Bacon assaults his neighbor (possibly raping her — it’s not clear). When he discovers Shue with Brolin readying for love at Shue’s apartment, Bacon’s jealousy and fury increase (as in The Invisible Man). Once everyone is back in the underground lab, Bacon cuts off all means of communication, seals all exits, and the body count mounts!
That’s what riled so many critics. What began as a sci-fi thriller with human drama morphs into a yet another slice-n-dice horror film, with Bacon determined to kill his entire team.
It’s not a bad body-count film. Until the killings start, we’re treated to some cool invisibility special effects. And once they’re underway, the killings are violent, visceral, and mildly imaginative. But while exciting, Hollow Man is not as suspenseful as it might have been. An invisible killer stalking his prey has much suspense potential. The Invisible Man delivered on that potential. But in Hollow Man, the gore and effects overwhelm any suspense.
It’s a cartoony sort of gore, the kind seen in martial arts films. There’s no mention that the serum conferred any superhuman strength, yet Bacon withstands brutal physical abuse (at one point he’s set afire with a flame thrower), and still he returns for more killing. Much like Michael Myers and Jason Voorhees.
And not only Bacon. At one point, Bacon slams Shue’s head full force against a steel pipe. Her head bounces back, a large gash along her forehead. It’s the sort of thing that might easily kill a person, or at the very least cause severe brain damage. But Shue just arises from the floor and the two continue pulverizing one another.
The gore and destruction are exciting to behold, but insanely implausible. Shue, Brolin, and Bacon (scientists, not combat soldiers) battle inside an elevator shaft, an elevator rocketing past them, then plummeting back down, crashing against the walls, explosions shooting huge fireballs up the shaft…violence and mayhem as thrilling as in any James Bond film. And just as likely.

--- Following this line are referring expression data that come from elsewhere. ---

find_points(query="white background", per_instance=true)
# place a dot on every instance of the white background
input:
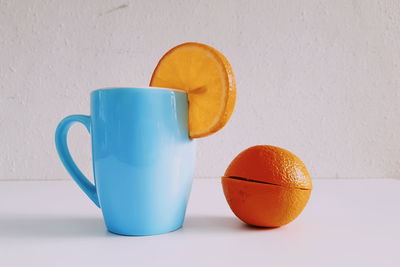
(319, 78)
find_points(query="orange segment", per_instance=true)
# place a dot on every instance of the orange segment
(206, 75)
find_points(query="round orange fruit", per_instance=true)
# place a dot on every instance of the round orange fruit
(267, 186)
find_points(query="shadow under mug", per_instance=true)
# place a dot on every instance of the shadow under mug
(143, 158)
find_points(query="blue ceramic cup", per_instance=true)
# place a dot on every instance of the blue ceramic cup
(143, 158)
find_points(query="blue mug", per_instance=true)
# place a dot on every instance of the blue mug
(143, 158)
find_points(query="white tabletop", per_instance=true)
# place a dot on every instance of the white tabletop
(346, 223)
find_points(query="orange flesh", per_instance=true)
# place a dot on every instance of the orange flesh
(207, 77)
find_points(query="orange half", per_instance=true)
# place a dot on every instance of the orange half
(207, 77)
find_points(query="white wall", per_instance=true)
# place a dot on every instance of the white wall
(320, 78)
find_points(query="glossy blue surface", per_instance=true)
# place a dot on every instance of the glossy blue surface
(143, 159)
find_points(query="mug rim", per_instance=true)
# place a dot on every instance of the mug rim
(137, 88)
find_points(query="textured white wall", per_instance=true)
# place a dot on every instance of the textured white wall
(320, 78)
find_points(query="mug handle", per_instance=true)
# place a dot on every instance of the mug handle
(63, 152)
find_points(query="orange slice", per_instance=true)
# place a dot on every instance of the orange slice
(206, 75)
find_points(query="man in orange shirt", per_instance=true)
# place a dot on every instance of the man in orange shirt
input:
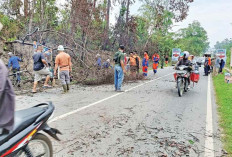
(63, 60)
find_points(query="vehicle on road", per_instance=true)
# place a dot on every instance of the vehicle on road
(26, 139)
(182, 76)
(200, 61)
(175, 55)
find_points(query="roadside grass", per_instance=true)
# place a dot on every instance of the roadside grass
(224, 101)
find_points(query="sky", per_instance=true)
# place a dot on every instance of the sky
(215, 17)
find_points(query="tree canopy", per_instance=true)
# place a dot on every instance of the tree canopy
(86, 23)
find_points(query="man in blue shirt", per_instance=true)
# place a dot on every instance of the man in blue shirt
(14, 62)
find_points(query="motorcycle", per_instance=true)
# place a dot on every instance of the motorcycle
(182, 76)
(25, 139)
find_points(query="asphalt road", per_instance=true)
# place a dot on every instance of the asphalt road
(149, 119)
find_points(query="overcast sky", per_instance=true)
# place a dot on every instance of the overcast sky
(214, 15)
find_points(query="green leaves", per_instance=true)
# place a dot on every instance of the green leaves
(193, 39)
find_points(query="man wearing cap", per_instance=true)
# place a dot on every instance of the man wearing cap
(63, 60)
(7, 99)
(14, 62)
(39, 68)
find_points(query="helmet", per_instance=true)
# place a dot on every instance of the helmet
(186, 54)
(60, 48)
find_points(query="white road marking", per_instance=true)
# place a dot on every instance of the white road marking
(209, 145)
(95, 103)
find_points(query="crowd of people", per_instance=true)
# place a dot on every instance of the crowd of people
(132, 63)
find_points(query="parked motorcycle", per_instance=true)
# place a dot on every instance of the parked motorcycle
(25, 139)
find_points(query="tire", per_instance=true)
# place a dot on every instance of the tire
(180, 85)
(45, 140)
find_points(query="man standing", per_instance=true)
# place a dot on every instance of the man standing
(222, 64)
(137, 62)
(133, 66)
(119, 69)
(39, 69)
(63, 60)
(14, 62)
(7, 100)
(155, 59)
(145, 63)
(166, 60)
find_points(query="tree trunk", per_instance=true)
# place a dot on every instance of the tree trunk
(73, 17)
(127, 11)
(106, 31)
(31, 17)
(25, 8)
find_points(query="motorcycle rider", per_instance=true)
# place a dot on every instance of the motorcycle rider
(185, 61)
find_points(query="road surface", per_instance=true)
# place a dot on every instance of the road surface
(148, 119)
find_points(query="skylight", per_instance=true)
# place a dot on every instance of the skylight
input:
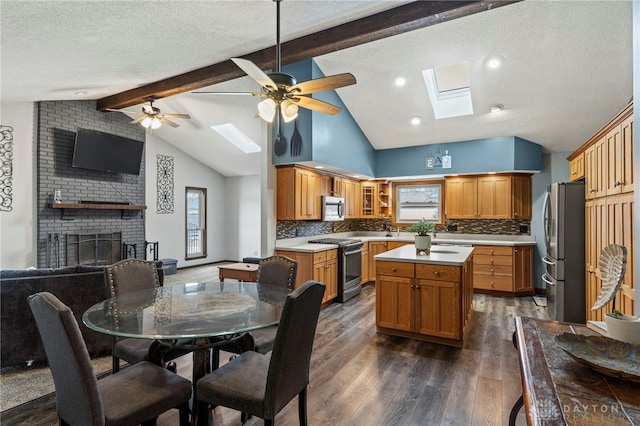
(236, 137)
(449, 90)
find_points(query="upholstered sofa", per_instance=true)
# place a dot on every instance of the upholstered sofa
(79, 287)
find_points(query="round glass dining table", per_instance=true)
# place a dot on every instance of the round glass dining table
(204, 314)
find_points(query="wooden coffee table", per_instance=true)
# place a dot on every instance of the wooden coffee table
(239, 271)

No, Hollow Man is not of Arthur C. Clarke. It’s not even Gattaca. It’s not really science fiction at all. It’s horror. As in Alien, The X-Files, and Frankenstein, the “science” is mere window-dressing. Bacon’s character is no scientist. He’s a mad scientist. One of horror’s progeny. One of ours.
Hollywood likes young, attractive characters, thus, its sci-fi films normally feature brilliant, accomplished scientists too young to be so accomplished. Hollow Man follows that formula. Bacon and his team look like attractive Gen-Xers. In reality, both Bacon and Shue are nearly forty, but as neither looks it, the film (if not the story) capitalizes on their youth appeal.
Hollow Man is a stupid film. Really stupid. And long, running at nearly two hours. Much of its potential for suspense was wasted. So, too, was its potential to explore character, the extent to which self-identity stems from what we, and others, see of ourselves. Bacon could have made for an interesting mad scientist. Instead, watching the film, one often feels compelled to shout: “No way!” and “Get out!”
If you’re the sort who was satisfied with Twister because of its cool tornado effects, you’ll likely be satisfied with Hollow Man because of its cool invisibility effects. And once the novelty wears off, you’ll be treated to a generous and graphic body count, plus extensive scenes of laboratory destruction, and many explosions.